It looks to me that you have several errors in play here. Bias, of course, and fallacies. Since this is a fallacy forum, I’ll examine one fallacy of several.
The first step is to ask yourself what is a person citing the “popular 97% consensus” really trying to do. The answer I’ve encountered is to coerce you into changing your mind.
The Fallacy of the Argument from Intimidation appeals to moral self-doubt and reliance on the victim’s fear, guilt, or ignorance. It is used as an ultimatum demanding that the victim renounce a given idea without discussion, personally attacking by threatening the victim of being considered morally unworthy, uneducated, or just plain stupid. An ad hominem attack. In my experience, the pattern: “Only those who are evil (dishonest, heartless, insensitive, ignorant, etc.) can hold such an idea.” Or, “Everyone knows that ...”
Before trusting an expert, one must determine whether the expert’s claims are valid. A proper investigation should be transparent, objective, data-driven, inclusive of broad expertise, subject to independent oversight, and responsibly managed to minimize the impact of bias or conflict of interest.
Two scientists with good credentials commonly examine the same facts and come to different conclusions.
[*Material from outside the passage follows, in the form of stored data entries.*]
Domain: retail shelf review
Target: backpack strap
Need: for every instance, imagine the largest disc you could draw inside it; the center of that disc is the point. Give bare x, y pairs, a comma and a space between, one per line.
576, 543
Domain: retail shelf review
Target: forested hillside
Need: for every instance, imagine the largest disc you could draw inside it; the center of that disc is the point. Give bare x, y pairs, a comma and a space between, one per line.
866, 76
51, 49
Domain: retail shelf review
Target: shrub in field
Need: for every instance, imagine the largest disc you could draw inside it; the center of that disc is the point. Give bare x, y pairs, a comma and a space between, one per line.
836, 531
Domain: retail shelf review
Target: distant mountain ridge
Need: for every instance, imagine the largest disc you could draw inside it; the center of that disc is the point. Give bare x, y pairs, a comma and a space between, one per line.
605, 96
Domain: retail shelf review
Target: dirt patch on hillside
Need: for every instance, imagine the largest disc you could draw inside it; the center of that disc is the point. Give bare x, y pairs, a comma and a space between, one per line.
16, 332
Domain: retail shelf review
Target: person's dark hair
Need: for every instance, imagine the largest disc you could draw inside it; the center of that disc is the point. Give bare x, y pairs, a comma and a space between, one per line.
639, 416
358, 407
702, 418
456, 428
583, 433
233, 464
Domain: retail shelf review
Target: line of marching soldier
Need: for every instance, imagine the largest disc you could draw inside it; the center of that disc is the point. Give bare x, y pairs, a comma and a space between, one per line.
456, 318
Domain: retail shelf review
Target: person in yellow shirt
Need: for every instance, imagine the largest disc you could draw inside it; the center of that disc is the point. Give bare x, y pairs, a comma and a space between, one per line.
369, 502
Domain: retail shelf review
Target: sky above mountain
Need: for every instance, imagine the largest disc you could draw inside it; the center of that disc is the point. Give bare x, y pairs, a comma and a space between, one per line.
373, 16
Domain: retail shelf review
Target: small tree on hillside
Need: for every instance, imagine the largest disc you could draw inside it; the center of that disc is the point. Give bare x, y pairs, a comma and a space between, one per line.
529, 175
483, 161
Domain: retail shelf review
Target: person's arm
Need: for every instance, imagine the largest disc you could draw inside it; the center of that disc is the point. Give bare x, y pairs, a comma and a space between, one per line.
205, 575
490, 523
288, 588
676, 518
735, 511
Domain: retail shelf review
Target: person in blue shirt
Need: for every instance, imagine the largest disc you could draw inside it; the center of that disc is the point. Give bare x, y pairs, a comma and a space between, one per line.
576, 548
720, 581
John Clauser, the 2022 Nobel Prize-winning physicist, told the audience at Quantum Korea 2023, “I believe that climate change is not a crisis.” He described the United Nations Intergovernmental Panel on Climate Change (IPCC) as “one of the worst sources of dangerous misinformation.”
The physicist says the amount of CO2 is not important and “we are totally awash in pseudoscience. He was scheduled to speak at the IMF on July 23, 2023, but the IMF canceled his talk due to his stance on carbon emissions.
So how do you know which one is right? You have to test the testimony. Otherwise, all you have is a one-sided monologue.
We cannot have a rule by experts, as all too many examples provide. There was a time, for example, when “all” the respected scientists believed the world was flat and the sun revolved around the earth. You would be imprisoned or killed to suggest otherwise.
But there is an issue beyond the experts. Even if an expert is correct in what the expert claims within his field of expertise, it can lead to tragedy. This is because each specialized group sees an ever-shrinking piece of the more giant puzzle of life and focuses on what are minutiae when analyzing the situation as a whole., i.e., the Big Picture. What is a reasonable course of action within their narrow field of expertise is not reasonable when viewed as a part of the Big Picture.
The world learned this, for example, during the Covid pandemic. Virologists were concerned only with the virus and not the more significant effects on human life. As a result, the cure became worse than the disease.
You do not need to be an expert in the field under discussion. But you do need to examine the evidence and the process upon which the experts claim to base their conclusion (opinion). The evidence that scientists bring to the table is critically important — not their conclusions — otherwise, you have abnegated your mind to theirs.